Beberapa lama kemudian, Nyai Imas mengajak Bunga masuk ke dalam biliknya yang sederhana untuk melakukan ritual khusus. Lalu, bau kemenyan yang dibakar terasa sangat menyengat. Apalagi rumah Nyai Imas yang hanya terdiri dari ruang depan dan kamar tidur ukurannya kecil sekali, sehingga asap dan aroma kemenyan menguasai seluruh ruangan yang terbuat dari anyaman bambu itu.
Ritual baru selesai ketika hari menjelang sore. Karena tidak mungkin kembali ke Jakarta saat itu juga, kami menginap di rumah Nyai Imas semalam. Keesokan paginya, kami baru pulang.
Setelah kunjungan ke rumah Nyai Imas, kenyataan yang sulit diduga memang terjadi. Belum genap satu minggu, keampuhan pelarisan dukun wanita tua itu langsung terbukti. Bunga kebanjiran tawaran untuk menyelenggarakan peragaan busana di hotel-hotel bintang lima.
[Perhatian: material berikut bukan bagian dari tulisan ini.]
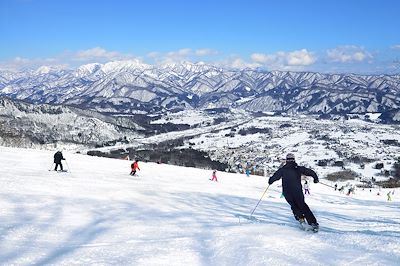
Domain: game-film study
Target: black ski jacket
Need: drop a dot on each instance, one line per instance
(58, 157)
(291, 177)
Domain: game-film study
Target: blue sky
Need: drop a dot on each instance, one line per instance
(327, 36)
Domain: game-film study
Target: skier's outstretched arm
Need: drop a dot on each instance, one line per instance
(276, 176)
(309, 172)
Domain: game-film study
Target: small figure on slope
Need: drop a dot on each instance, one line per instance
(248, 172)
(389, 197)
(292, 189)
(306, 188)
(134, 167)
(57, 160)
(214, 176)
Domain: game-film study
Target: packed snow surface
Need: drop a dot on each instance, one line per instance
(96, 214)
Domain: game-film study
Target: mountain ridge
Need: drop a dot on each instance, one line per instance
(132, 87)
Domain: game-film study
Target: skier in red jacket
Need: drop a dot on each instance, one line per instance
(134, 166)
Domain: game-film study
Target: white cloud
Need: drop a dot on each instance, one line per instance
(205, 52)
(348, 54)
(184, 54)
(300, 58)
(98, 53)
(67, 59)
(293, 60)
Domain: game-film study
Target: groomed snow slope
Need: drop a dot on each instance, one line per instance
(99, 215)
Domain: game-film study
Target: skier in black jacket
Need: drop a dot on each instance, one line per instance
(57, 160)
(292, 189)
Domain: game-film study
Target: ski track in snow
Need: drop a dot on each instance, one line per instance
(97, 214)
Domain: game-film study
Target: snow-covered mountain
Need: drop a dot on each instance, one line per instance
(96, 214)
(131, 86)
(29, 125)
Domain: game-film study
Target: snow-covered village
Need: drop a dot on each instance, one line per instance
(201, 133)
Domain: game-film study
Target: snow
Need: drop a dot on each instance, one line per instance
(96, 214)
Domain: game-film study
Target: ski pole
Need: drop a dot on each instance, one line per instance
(69, 169)
(326, 185)
(259, 201)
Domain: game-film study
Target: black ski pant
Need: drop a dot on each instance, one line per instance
(299, 208)
(58, 164)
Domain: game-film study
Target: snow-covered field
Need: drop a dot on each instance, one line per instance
(96, 214)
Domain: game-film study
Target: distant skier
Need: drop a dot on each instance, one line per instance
(292, 189)
(57, 160)
(134, 167)
(214, 176)
(306, 188)
(389, 197)
(248, 172)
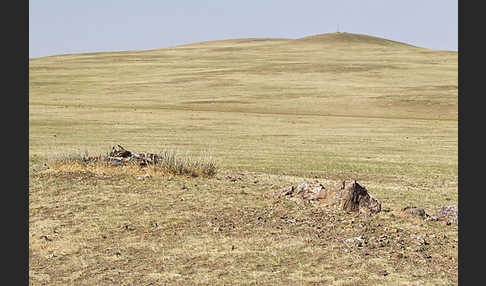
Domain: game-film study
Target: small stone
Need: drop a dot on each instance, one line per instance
(383, 272)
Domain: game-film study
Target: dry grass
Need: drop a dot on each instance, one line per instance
(272, 112)
(169, 163)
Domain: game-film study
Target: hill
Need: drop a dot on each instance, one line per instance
(271, 113)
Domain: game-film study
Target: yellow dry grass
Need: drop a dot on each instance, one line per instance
(271, 111)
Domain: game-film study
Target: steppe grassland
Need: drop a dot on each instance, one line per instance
(332, 107)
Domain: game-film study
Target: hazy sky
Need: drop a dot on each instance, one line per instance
(64, 27)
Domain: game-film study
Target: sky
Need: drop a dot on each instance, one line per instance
(66, 27)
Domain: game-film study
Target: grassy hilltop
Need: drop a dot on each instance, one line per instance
(271, 111)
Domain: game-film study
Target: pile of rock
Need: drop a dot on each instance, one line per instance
(349, 197)
(121, 156)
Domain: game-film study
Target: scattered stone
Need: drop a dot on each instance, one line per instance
(357, 241)
(414, 211)
(349, 197)
(383, 272)
(447, 214)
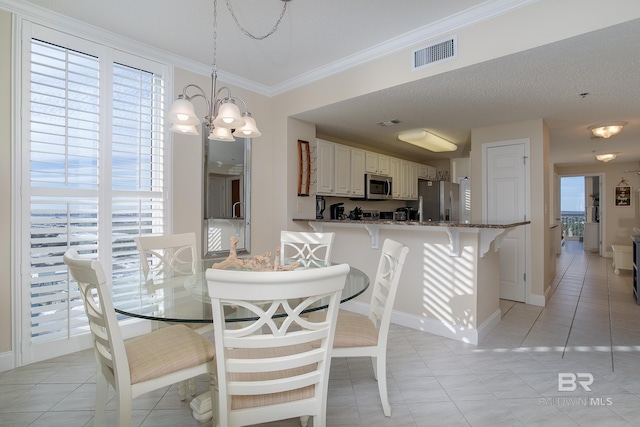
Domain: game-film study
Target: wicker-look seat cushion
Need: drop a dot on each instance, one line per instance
(352, 329)
(251, 401)
(166, 350)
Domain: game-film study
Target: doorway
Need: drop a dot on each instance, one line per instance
(580, 210)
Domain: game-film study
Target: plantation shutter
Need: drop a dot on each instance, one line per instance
(63, 179)
(94, 179)
(137, 163)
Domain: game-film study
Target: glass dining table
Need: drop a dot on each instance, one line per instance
(183, 297)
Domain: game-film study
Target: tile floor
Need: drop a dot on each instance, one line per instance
(590, 327)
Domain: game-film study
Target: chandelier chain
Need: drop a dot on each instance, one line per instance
(250, 35)
(215, 33)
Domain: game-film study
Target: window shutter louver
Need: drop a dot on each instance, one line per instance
(68, 202)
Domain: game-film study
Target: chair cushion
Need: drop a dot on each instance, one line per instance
(251, 401)
(352, 330)
(166, 350)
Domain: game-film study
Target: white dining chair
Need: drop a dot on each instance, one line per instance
(306, 248)
(139, 365)
(267, 369)
(173, 254)
(358, 335)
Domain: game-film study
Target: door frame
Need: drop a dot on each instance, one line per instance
(527, 185)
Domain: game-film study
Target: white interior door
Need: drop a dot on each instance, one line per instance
(506, 200)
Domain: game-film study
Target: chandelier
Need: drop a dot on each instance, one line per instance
(224, 118)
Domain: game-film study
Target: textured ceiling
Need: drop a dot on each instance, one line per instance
(542, 83)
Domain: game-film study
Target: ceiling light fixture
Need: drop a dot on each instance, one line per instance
(607, 130)
(427, 140)
(606, 157)
(223, 115)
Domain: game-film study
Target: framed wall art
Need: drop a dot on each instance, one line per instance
(622, 194)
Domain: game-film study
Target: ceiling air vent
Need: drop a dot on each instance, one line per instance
(437, 52)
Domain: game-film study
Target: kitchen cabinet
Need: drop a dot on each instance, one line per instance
(325, 171)
(405, 170)
(394, 166)
(342, 170)
(357, 172)
(377, 164)
(427, 172)
(413, 181)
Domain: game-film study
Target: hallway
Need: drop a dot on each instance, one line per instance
(590, 329)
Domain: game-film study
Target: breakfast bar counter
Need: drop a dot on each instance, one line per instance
(450, 284)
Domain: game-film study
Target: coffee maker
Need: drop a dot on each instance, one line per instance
(320, 206)
(337, 211)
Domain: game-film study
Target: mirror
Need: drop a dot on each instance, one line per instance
(227, 182)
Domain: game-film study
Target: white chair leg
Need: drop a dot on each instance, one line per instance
(123, 407)
(102, 393)
(382, 384)
(374, 364)
(182, 390)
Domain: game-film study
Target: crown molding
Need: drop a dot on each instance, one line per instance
(483, 12)
(438, 29)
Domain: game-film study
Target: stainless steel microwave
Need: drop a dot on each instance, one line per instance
(378, 187)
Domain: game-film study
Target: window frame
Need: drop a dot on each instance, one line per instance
(21, 238)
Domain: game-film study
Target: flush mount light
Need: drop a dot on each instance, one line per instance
(607, 130)
(391, 122)
(427, 140)
(606, 157)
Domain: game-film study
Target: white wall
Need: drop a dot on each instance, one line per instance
(5, 179)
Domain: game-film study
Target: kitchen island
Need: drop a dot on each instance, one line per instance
(450, 283)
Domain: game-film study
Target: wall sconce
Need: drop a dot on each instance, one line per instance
(424, 139)
(606, 157)
(607, 130)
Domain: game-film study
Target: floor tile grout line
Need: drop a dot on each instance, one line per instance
(613, 369)
(575, 310)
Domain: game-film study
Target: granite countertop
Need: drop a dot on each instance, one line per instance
(484, 224)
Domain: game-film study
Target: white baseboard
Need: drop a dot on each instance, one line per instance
(534, 299)
(6, 361)
(471, 336)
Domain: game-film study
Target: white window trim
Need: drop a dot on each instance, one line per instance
(117, 43)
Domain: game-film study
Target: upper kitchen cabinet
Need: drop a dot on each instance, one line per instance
(342, 170)
(358, 161)
(349, 171)
(325, 167)
(378, 164)
(396, 174)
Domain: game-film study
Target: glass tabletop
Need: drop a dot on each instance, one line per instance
(183, 297)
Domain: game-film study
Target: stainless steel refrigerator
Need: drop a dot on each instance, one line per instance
(440, 200)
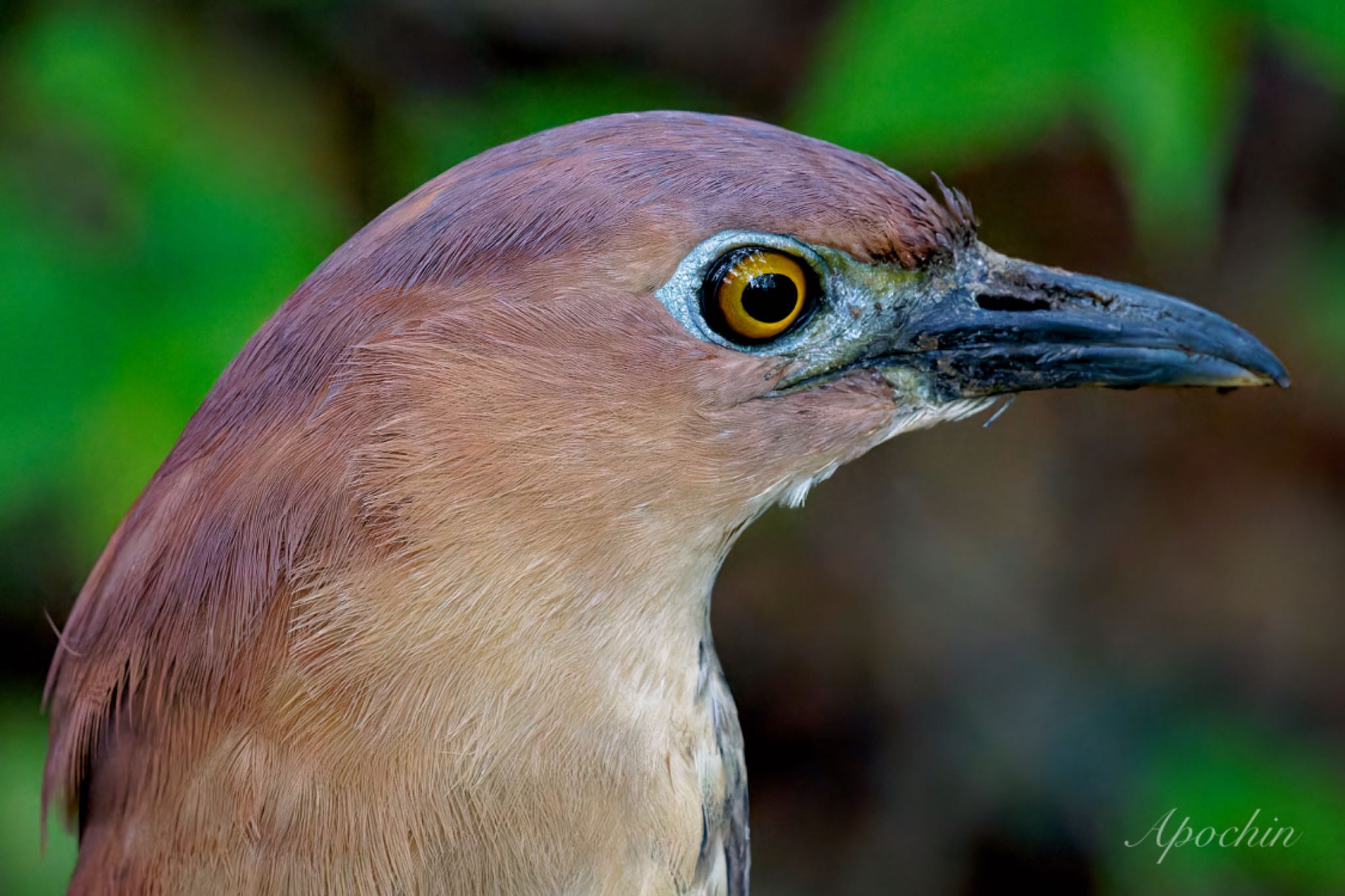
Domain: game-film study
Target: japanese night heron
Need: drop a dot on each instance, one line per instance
(418, 602)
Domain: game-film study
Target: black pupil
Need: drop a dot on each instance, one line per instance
(770, 297)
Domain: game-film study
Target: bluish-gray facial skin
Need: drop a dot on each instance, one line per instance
(977, 324)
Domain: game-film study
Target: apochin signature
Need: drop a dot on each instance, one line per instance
(1228, 839)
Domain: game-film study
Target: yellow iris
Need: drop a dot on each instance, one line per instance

Media massa pun tak henti-hentinya memberitakan setiap kegiatan Bunga sebagai selebritis pendatang baru. Terutama Majalah Varia dan Selecta yang merupakan Majalah sangat popular pada tahun 70-an.
Nama Bunga sejajar dengan Widyawati dari dunia film, dan Titiek Puspa dari musik. Karena kepopulerannya, uang pun mengalir masuk ke kocek sang pendatang baru ini.
Masih kuingat benar, hari itu, Bunga pulang bersama seorang lelaki setengah baya. Dari penampilan dan sedan mewah yang dikendarainya, lelaki itu pastilah berpangkat tinggi dan kaya. Aku pun lalu sibuk mencari makanan di restoran ternama untuk dihidangkan pada tamu istimewa itu.
Selesai bersantap, Bunga membawa tamunya ke dalam kamar. Keesokan paginya, lelaki paruh baya itu baru pulang denga wajah memancarkan kepuasan. Tak lupa, lelaki itu memberikan tips yang cukup banyak buat bunga.
“Kamu tahu siapa tamu itu?” Tanya Bunga sambil senyum penuh arti. “Dia itu seorang Jenderal.”
Aku hanya manggut-manggut dengan menunjukkan rasa bangga atas prestasi Bunga yang berhasil menggaet tamu kaliber kakap. Namun, dalam hati aku juga menyesalkan sikap hidup yang dipilihnya.
Pada lain kesempatan, Bunga membawa tamu lagi. Seorang pria yang juga perlente. Dan seperti biasa, kencan dilanjutkan dalam kamar sampai esok harinya. Begitulah yang beberapa kali terjadi, sehingga aku lupa mengingatnya.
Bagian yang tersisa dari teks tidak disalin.